Last week, Nana and I made the long trek from Edinburgh to Orkney, Shetland, and back.
It's not easy getting all the way up to 60° N, but that's part of the charm. There are regularly scheduled flights from Edinburgh and Glasgow to Kirkwall in Orkney and Lerwick in Shetland, but they cost a lot and tend to fill up fast in the summer. The more popular route involves a train or a drive and some combination of ferries, mostly operated by Northlink.
The shortest ferries run between Caithness (the northern tip of the Scottish mainland) and Orkney, crossing the very unpleasant Pentland Firth, where the North Sea and the North Atlantic meet, creating some pretty violent currents. A longer route runs overnight between Aberdeen and Shetland, stopping off in Orkney on the way.
We took the latter option, both because we were told to expect calmer seas and because Aberdeen is easier to get to than Caithness.
The ship itself (the "Hjaltland," using the Old Norse for "Shetland") was surprisingly nice.
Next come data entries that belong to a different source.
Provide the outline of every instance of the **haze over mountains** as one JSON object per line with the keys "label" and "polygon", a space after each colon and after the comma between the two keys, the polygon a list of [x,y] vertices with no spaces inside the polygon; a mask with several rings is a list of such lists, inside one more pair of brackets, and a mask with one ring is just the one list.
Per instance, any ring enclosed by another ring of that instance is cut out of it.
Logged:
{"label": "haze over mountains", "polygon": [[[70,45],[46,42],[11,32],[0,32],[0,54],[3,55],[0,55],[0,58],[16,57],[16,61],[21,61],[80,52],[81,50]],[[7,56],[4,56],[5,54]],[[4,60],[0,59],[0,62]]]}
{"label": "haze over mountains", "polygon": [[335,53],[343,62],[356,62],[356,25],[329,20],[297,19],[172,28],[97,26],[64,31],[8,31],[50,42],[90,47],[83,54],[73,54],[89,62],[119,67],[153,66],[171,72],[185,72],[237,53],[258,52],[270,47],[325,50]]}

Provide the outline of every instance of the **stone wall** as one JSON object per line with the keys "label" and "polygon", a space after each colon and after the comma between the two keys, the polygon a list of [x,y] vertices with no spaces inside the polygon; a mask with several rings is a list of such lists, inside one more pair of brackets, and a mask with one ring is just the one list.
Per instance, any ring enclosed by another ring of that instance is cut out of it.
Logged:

You never know what you're going to get when you hear the word "ferry," but the Hjaltland was less like a boat than it was like a small floating hotel.
When you board the Hjaltland, you enter a small lobby area, complete with an abstract sculpture of a Viking.
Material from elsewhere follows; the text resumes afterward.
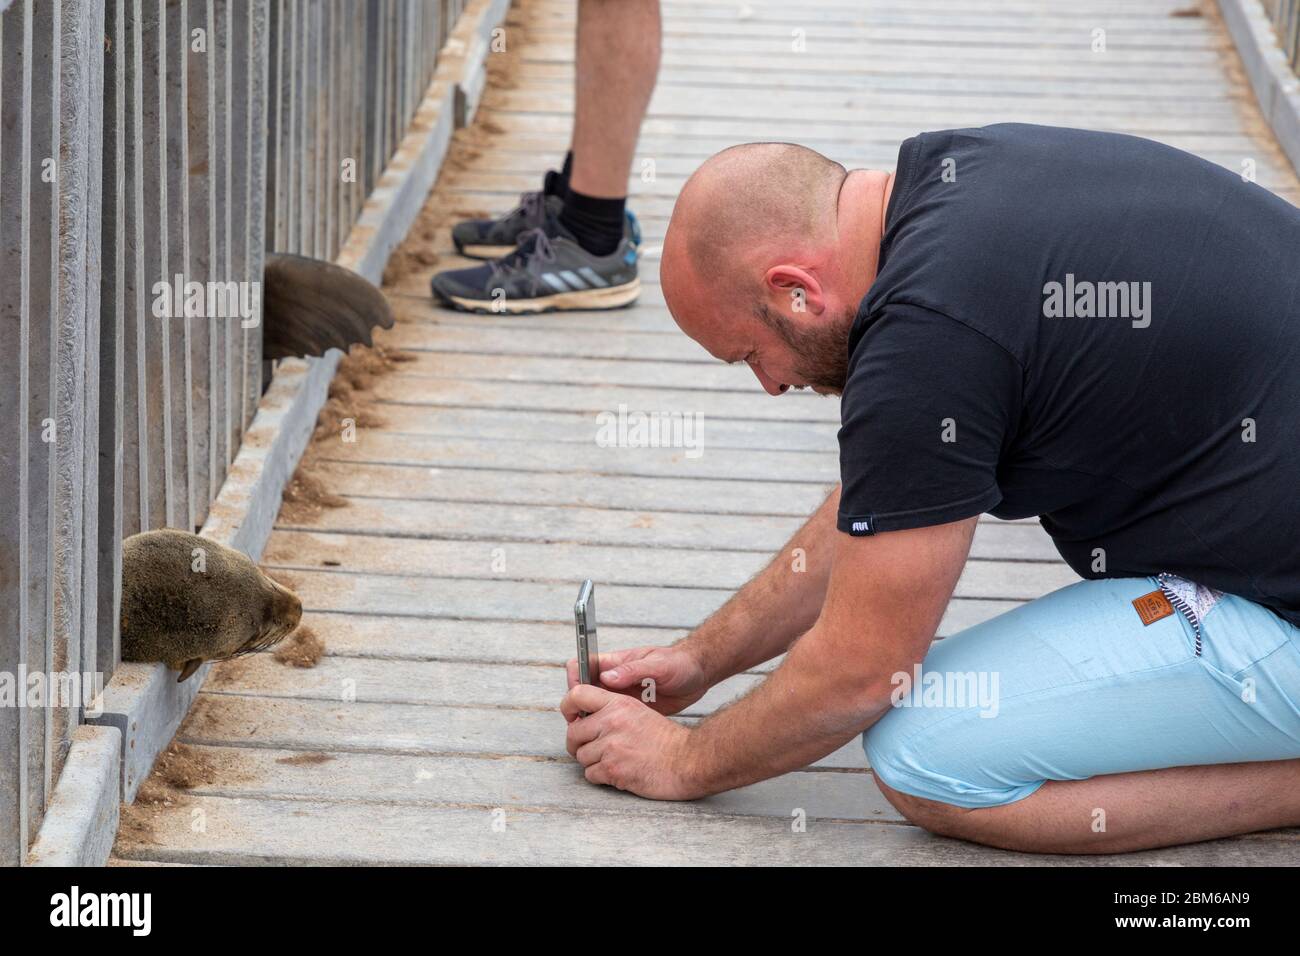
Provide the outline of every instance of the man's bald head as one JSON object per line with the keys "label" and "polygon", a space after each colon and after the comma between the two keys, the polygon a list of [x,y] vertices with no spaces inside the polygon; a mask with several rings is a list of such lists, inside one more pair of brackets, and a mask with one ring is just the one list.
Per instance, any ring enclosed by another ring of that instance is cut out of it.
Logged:
{"label": "man's bald head", "polygon": [[844,388],[889,176],[790,143],[723,150],[682,187],[659,275],[682,331],[763,388]]}
{"label": "man's bald head", "polygon": [[798,254],[834,241],[846,175],[839,163],[794,143],[724,149],[682,187],[665,258],[673,247],[675,257],[684,253],[691,271],[718,291],[744,295],[741,263],[754,253]]}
(With horns! Tut, tut: Vikings didn't wear horns!)
In addition to an array of cabins, the ship also had a cafeteria, a fancy sit-down restaurant, a gift shop, a "cinema" (chairs arranged around a large flat-screen), and two bars. The ship also had a misleadingly-named "sun deck," which was nevertheless a great spot for watching our departure from Aberdeen.
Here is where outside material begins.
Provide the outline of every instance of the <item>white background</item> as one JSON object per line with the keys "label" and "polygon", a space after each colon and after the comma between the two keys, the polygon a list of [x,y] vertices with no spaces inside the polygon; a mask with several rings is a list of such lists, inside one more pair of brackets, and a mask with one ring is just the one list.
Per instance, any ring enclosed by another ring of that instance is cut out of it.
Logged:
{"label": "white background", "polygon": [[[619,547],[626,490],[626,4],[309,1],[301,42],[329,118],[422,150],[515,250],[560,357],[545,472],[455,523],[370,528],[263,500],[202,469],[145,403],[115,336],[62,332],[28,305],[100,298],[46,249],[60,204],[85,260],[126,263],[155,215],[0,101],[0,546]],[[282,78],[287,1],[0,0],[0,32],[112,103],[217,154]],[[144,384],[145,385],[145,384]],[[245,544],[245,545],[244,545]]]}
Our first leg of the trip took us from Aberdeen to Kirkwall in Orkney. It was an evening run, from 5pm to 11pm, so we didn't book any assigned space--we just camped out in the bar and watched the World Cup. There was a little difficulty getting from the ferry terminal to our guest house, as both Google and Lonely Planet seem to think that the Northlink ferries arrive at the small pier in the middle of town, not the larger pier on the outskirts. But Nana saved the day by hailing a bus!
Our second leg, from Kirkwall to Lerwick in Shetland, was a short overnight run. The cabins were all full by the time we booked, so we had to settle for sleeper seats in the recliner lounge.
The chairs were pretty comfy (Nana adds: So was the floor!), and certainly a whole lot better than you would get in coach on an overnight flight. But an airplane has at least one advantage over a ferry: the noise. On a plane, the jet engines drown out all the disgusting sounds people make when they sleep. On a ferry, you get to hear the symphony of farts, belches, and snores in their full glory.
The last and longest leg of our trip, from Lerwick back to Aberdeen, was also the comfiest. We were lucky to book a small twin cabin with a little window out onto the sea.
The cabin also came with a bathroom, complete with the world's smallest shower!
Bonus Fact: Did you know that you get less motion-sick if you're lying down?
Bonus Bonus Fact: After you spend a night on a ferry and then three hours on a train, you feel like the earth is shifting under your feet the following day! Whee!